IRS-compliant tax receipts (FMV vs paid quid-pro-quo)
Every gala participant who pays anything (winning bid, buy-now, fund-a-need pledge, ticket purchase) gets a receipt. The receipt is IRS-compliant under the quid pro quo rule (Pub 1771): the deductible portion is the amount paid above FMV (Fair Market Value), and that split must appear on the receipt.
Example:
Guest wins a Caribbean trip with FMV $4,200 by bidding $5,500. Tax receipt shows:
• Total paid: $5,500
• Goods/services value (FMV): $4,200
• Deductible contribution: $1,300
Drafting:
Wally drafts every receipt at end of night (or whenever you click "Generate receipts"). Each one includes the org's EIN, contribution date, item descriptions, FMV, paid amount, and the deductible split.
Delivery:
Receipts deliver as a PDF email to each donor. The PDF carries the Verified-by-Turtini QR stamp + SHA-256 fingerprint so the donor (or their accountant) can confirm authenticity from /verify.
Storage:
Every receipt is stored on the Contact record indefinitely.
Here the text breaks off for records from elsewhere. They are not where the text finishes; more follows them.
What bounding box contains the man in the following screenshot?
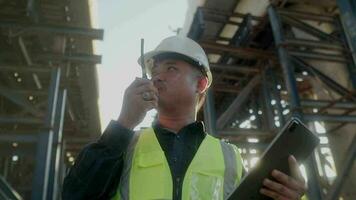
[62,36,307,200]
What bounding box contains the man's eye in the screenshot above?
[168,66,177,71]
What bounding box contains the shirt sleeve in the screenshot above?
[62,120,134,200]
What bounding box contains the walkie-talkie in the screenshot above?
[140,38,147,79]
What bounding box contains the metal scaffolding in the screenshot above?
[0,0,103,199]
[189,0,356,199]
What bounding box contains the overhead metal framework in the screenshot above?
[187,0,356,199]
[0,0,103,199]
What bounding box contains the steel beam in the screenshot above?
[325,135,356,200]
[3,158,9,180]
[283,39,345,51]
[0,21,104,40]
[200,41,277,61]
[281,0,336,7]
[277,8,335,22]
[0,86,43,117]
[213,84,240,93]
[200,7,263,21]
[4,89,47,96]
[0,176,22,200]
[15,100,47,117]
[337,0,356,89]
[268,5,302,118]
[251,95,262,129]
[0,133,37,143]
[0,52,107,65]
[281,15,341,43]
[203,88,217,135]
[32,67,61,200]
[204,17,241,26]
[293,57,356,101]
[58,141,66,193]
[47,89,67,200]
[288,50,348,63]
[217,74,261,129]
[18,37,33,65]
[0,65,51,73]
[26,0,40,23]
[338,18,356,89]
[0,116,42,124]
[261,69,275,130]
[301,99,356,109]
[217,12,253,65]
[231,14,253,47]
[0,147,36,157]
[210,64,260,73]
[18,36,43,90]
[216,74,243,81]
[304,114,356,123]
[188,7,205,40]
[268,6,323,199]
[269,69,285,125]
[37,53,102,64]
[304,153,325,200]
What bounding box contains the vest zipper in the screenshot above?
[175,177,180,199]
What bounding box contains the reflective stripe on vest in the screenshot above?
[112,128,243,200]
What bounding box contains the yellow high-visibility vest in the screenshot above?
[112,127,243,200]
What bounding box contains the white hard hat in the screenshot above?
[138,36,212,87]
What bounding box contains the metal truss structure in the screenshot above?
[0,0,103,199]
[189,0,356,199]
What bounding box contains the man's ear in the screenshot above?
[197,76,209,94]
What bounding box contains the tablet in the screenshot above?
[227,118,320,200]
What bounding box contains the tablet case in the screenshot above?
[227,118,320,200]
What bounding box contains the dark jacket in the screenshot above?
[62,120,208,200]
[62,121,134,200]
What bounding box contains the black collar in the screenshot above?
[152,121,206,135]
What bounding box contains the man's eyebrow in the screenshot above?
[151,60,177,72]
[163,61,177,65]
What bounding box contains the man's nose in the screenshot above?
[151,72,164,83]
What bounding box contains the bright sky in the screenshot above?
[94,0,188,130]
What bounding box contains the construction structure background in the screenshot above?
[0,0,355,200]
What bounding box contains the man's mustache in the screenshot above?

End-of-year tax letter (consolidating multiple gifts across galas, online donations, etc.) pulls from the same data — no double work.
Edge cases:
• Buy-it-now items — FMV is what the item is worth, paid is the buy-it-now price; deductible is the difference.
• Pure donations (fund-a-need with no goods/services) — full amount is deductible; no FMV split needed.
• Auction items at-or-below FMV — no deductible portion; the receipt notes "no portion of this transaction is tax-deductible."